Integrating Blockchain with Neural Networks for Forest Fire Classification
DOI:
10.33395/sinkron.v9i4.15421Keywords:
Forest Fires, Blockchain, Neural Network, ResNet-50, VGG-16, IPFSAbstract
Forest fires represent one of the most severe environmental disasters, causing extensive ecological, social, and economic damage—particularly in tropical nations like Indonesia. This research introduces a hybrid framework that combines Blockchain and Neural Network technologies to classify forest fire images. The goal is not only to enhance detection precision but also to guarantee the integrity and security of experimental data.
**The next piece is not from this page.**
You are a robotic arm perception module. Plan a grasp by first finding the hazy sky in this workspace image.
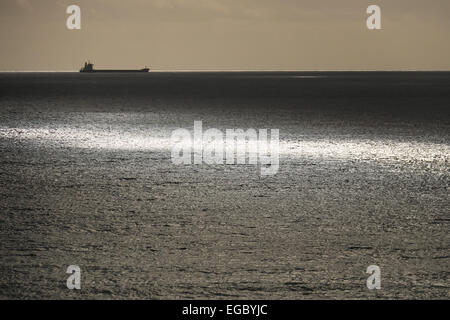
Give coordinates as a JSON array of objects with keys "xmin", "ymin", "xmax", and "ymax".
[{"xmin": 0, "ymin": 0, "xmax": 450, "ymax": 70}]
Two deep learning architectures, ResNet-50 and VGG-16, were implemented and evaluated to compare their effectiveness in differentiating fire from non-fire imagery. The dataset merges locally collected images from the Puncak area of Bogor, Indonesia, with the public FIRE dataset from Kaggle, thereby increasing model generalization. Model training utilized a transfer learning strategy, and its performance was assessed through four key indicators: accuracy, precision, recall, and F1-score. The findings demonstrate that VGG-16 achieved the most reliable outcomes, obtaining an accuracy of 0.91 and an F1-score of 0.87, outperforming ResNet-50, which reached 0.82 accuracy. All experimental data, including training and inference outputs, were stored using the InterPlanetary File System (IPFS), while each file’s Content Identifier (CID) and metadata were recorded in a blockchain-based smart contract to ensure transparency, verifiability, and data permanence. The study concludes that integrating blockchain with deep learning establishes a trustworthy and tamper-resistant framework for forest fire image classification. Future research may explore lighter CNN models and the fusion of IoT sensor data to enable adaptive and real-time fire detection.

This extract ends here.